The situation: It’s a Tuesday evening and I’m eating and imbibing at Piecora’s Pizza with D. Crane, the frontman of one of Seattle’s favorite indie-pop outfits, BOAT.
BOAT is opening for the Apples in Stereo at the Crocodile on Tuesday, October 26. The show’s at 8 p.m. and tickets are $13. Boom, unfortunately, probably isn’t allowed in.
Intoxication: Intoxication? Crane is a role model, ok? By day he’s Mr. Crane, an eighth grade history, social studies, art, and guitar club teacher at Sequoyah Middle School in Federal Way (his kids like watch BOAT’s videos on YouTube and leave comments like “he’s my language arts teacher… lololol.”)
He’s also studying for his master’s at UW Tacoma, where he’s hoping to earn a degree in administration and become a large-and-in-charge school principal. “It seems like a sweet deal,” he says.
How He Got Here: Mr. Crane is up and walking his dog (a pitbull mix named Boom) by five every morning before heading off for school and another day with the kids.
“They were online today after they finished their work, and they were looking up this guy, I think it’s Wiz Khalifa? Do you know this guy?”

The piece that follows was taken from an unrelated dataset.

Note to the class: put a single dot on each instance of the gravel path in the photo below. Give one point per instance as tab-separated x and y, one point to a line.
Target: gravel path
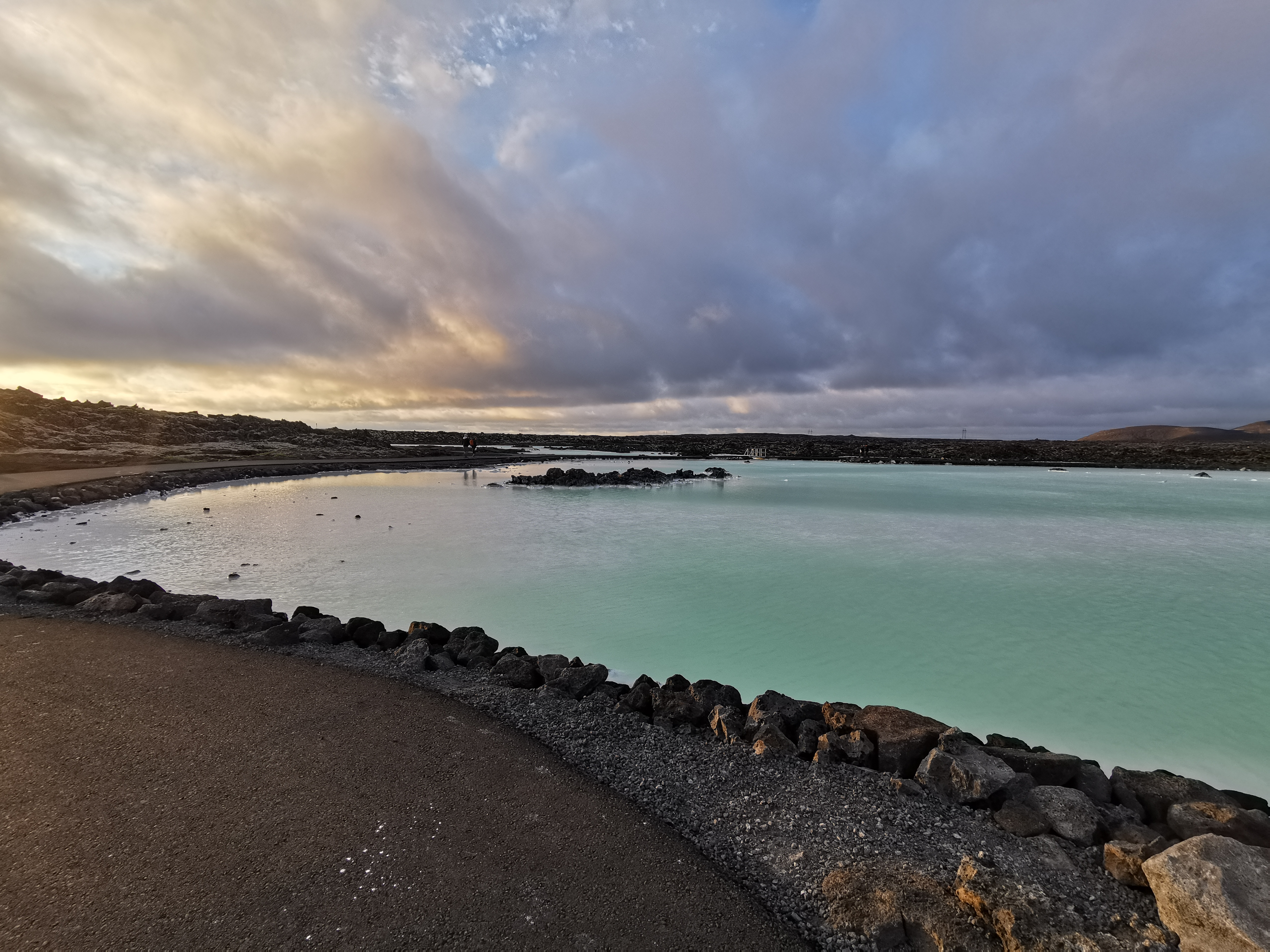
50	479
175	793
775	828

I’m pretty sure Wiz Khalifa mainly raps about rolling blunts and smoking weed.
“Well, that’s disturbing,” says Mr. Crane.
Shop Talk: Mr. Crane spent his summer vacation with his band, recording their fourth full-length, which will be released early in 2011. He describes it as “a super-rock album.”
“I think it’s going to be called Dress Like Your Idols,” he reveals. “[Although] the people I like don’t dress very cool. Like [Built to Spill frontman] Doug Martsch. The last time I saw them, he looked like a suspect sketch. He was wearing a black baseball cap, a giant white Hanes t-shirt and cargo pants. I don’t think he had on Tevas with socks, but it seemed like that.”
BTW: Mr. Crane says he can usually find something endearing about each kid, but there might be a line drawn somewhere, like two years ago, when some kids at Sequoyah poisoned one of the teachers.
“They put ipecac syrup in her coffee,” he says. “She had to go to the emergency room. She was okay, but she ended up not coming back, and the kids got expelled. Kids are weird.”